Basis of AI Backprop Hypertext Documentation

Copyright (c) 1990-97 by Donald R. Tveter

The Algorithm Menu Window

The items in this menu window deal with parameters that affect the numerical operations of the training process. A number of different variations on the original back-propagation algorithm have been proposed in order to speed up convergence and some of these are included in this program.

Activation Functions

The two choices for activations functions in this version are the standard smooth sigmoid, 1/(1+exp(-x)) where x is the input to a node and the linear activation function where the value is simply the input. For classification problems using the standard smooth sigmoid in both layers normally works best. On the other hand the range of the output unit values is limited to 0 to 1, if you have a function approximation problem you should make the hidden layer the sigmoid and the output layer linear. If you have large output values, maybe larger than about -10 to 10 you should consider scaling the values by the mean and standard deviation before submitting it to the program. If the output values that take on a very large range you should consider taking the log of the value (or log(1+t) where t is the target value).

Training a network to output real values with the linear activation function can also be unstable, the program may start printing out the string "NaN" (not a number). This problem can be minimized by using either Quickprop or Delta-Bar-Delta.

There is a button that brings up a menu to change the output layer activation function. There is also a button that changes the hidden layer activation function but there is no advantage to using the linear activation function on the hidden layer at least in terms of the type of solutions you can represent, a non-linear hidden layer adds a certain magic that you can't get from a linear hidden layer.

The typed commands to make the output layer linear or sigmoid are:

a aol
a aos
This is derived from the following, the first a is for algorithm, the second a from activation function, o for output and l for linear or s for sigmoid.

The Derivatives

The correct derivative for the standard activation function is s(1-s) where s is the activation value of a unit however when s is near 0 or 1 this term will permit only very small weight changes during the learning process. To counter this problem Scott Fahlman proposed the following one for the output layer:

0.1 + s(1-s)

and it produces faster training almost all the time.

Besides Fahlman's derivative and the original one the differential step size method (a bad name) by Chen and Mars drops the derivative term in the formula for the output layer and uses the correct derivative term for all other layers. The name "differential step size" comes from the fact that the hidden layer learning rate should be much smaller than the output layer learning rate.

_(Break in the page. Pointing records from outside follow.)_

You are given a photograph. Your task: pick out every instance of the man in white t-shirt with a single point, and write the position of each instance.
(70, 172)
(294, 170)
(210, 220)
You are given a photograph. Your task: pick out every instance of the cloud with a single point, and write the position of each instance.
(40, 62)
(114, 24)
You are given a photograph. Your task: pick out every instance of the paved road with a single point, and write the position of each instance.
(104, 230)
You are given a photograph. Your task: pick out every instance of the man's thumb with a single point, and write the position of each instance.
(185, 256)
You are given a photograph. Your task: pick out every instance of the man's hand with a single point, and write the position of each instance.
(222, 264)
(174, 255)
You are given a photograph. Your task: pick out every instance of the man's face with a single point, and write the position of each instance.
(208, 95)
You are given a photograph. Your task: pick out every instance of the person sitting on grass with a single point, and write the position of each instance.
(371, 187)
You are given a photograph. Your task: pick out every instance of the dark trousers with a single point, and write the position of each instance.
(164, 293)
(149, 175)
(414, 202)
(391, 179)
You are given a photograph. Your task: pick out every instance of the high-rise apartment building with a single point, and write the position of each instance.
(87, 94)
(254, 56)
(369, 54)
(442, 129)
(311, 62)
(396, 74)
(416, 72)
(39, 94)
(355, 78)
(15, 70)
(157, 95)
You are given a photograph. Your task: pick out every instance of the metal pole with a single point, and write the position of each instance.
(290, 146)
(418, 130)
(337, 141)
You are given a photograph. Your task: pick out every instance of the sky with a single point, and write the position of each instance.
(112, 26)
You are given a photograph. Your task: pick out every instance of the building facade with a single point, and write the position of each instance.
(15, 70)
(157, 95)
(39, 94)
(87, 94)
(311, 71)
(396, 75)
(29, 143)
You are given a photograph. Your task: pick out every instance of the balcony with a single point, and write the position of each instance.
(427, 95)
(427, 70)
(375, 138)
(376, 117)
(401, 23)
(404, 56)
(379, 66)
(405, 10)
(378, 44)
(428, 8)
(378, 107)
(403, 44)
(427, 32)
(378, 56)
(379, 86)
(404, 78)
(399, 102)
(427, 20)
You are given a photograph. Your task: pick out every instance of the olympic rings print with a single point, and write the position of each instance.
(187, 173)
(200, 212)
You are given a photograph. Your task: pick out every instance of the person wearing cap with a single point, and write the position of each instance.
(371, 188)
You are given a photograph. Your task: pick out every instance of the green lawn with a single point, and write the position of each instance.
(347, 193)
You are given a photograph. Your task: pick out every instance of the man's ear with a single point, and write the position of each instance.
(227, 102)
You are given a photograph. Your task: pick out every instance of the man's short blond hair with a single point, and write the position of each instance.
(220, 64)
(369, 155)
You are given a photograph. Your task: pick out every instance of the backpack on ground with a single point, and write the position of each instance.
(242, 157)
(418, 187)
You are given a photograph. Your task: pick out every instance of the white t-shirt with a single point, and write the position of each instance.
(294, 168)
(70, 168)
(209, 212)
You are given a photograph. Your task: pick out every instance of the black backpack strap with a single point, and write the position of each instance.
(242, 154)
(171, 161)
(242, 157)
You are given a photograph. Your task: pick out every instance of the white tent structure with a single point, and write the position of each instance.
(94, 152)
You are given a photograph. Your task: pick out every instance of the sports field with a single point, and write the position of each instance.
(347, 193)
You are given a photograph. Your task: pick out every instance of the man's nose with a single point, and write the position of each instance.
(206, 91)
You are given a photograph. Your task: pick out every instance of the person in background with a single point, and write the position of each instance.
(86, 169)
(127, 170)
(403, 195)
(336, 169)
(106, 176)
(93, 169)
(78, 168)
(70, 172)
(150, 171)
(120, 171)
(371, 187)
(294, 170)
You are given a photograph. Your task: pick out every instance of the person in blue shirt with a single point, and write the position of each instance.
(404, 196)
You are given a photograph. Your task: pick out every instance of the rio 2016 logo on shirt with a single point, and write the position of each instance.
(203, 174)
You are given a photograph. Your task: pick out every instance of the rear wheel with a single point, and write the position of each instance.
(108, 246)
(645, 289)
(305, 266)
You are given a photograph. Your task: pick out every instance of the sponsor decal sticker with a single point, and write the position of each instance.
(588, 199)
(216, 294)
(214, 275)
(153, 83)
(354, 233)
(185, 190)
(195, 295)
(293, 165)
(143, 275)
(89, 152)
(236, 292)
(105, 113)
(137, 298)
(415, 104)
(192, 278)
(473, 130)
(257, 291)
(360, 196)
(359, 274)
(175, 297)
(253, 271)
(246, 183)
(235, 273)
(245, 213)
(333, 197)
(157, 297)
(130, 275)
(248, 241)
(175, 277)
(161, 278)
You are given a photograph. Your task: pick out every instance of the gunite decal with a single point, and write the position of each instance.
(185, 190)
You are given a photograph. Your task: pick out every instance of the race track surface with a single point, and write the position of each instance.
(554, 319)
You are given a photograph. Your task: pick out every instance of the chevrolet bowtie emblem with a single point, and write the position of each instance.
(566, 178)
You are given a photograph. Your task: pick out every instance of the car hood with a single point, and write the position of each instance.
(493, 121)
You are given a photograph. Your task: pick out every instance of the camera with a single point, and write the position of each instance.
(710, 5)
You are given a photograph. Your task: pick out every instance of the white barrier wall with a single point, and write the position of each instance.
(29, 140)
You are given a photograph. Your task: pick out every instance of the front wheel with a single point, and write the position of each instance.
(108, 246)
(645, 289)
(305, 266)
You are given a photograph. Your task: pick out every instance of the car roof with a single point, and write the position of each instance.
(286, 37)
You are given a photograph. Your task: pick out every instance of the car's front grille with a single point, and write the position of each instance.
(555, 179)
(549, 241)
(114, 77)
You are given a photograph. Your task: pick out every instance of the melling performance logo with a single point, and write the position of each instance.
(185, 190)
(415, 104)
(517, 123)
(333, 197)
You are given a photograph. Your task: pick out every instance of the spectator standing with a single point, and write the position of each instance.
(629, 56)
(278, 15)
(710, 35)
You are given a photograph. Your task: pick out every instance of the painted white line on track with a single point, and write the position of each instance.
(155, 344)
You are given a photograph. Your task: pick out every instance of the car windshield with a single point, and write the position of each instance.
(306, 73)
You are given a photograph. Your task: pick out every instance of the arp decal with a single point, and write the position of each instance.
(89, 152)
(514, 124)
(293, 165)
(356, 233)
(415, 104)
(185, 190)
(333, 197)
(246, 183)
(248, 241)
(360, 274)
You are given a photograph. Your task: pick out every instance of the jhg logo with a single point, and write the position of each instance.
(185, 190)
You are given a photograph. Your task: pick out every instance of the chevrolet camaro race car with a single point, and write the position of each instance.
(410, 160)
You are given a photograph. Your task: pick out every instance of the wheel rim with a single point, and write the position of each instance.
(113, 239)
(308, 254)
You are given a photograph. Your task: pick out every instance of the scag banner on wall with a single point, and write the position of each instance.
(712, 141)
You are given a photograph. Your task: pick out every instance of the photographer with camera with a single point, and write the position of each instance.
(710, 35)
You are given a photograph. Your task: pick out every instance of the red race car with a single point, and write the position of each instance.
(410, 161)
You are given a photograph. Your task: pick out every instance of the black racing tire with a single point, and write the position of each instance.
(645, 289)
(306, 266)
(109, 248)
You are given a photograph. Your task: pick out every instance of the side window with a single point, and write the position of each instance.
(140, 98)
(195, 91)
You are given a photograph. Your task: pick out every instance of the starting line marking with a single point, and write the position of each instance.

A paper by Schiffmann and Joost shows that simply dropping the derivative term in the output layer is appropriate for classification problems since that is what you get if you use the cross entropy error function rather than the squared difference error function.

The typed commands are:

a dc   * use the correct derivative for whatever function
a dd   * use the differential step size derivative (default)
a df   * use Fahlman's derivative in only the output layer
a do   * use the original derivative (same as `c' above)

Update Methods

The choices are the periodic (batch) method, the "right" continuous (online) method, the "wrong" continuous (online) method, delta-bar-delta and quickprop. There are details on this methods in the D, G and Q menu windows, in most cases Quickprop will give the fastest training. The typed commands to set the update methods are:

a uC   * for the "right" continuous update method
a uc   * for the "wrong" continuous update method
a ud   * for the delta-bar-delta method
a up   * for the original periodic update method (default)
a uq   * for the quickprop algorithm

Tolerance

The program will stop training when the output values are close enough to the target values. Close enough is defined by the t command as in:

t 0.1
where every output unit for every pattern must be within 0.1 of its target value. Another looser standard is to simply make the average error smaller than some value but this program does not implement that. In practice in classification problems you only care about the right answer getting the largest output value. In the A menu window there is an entry box where you can type in a new tolerance value.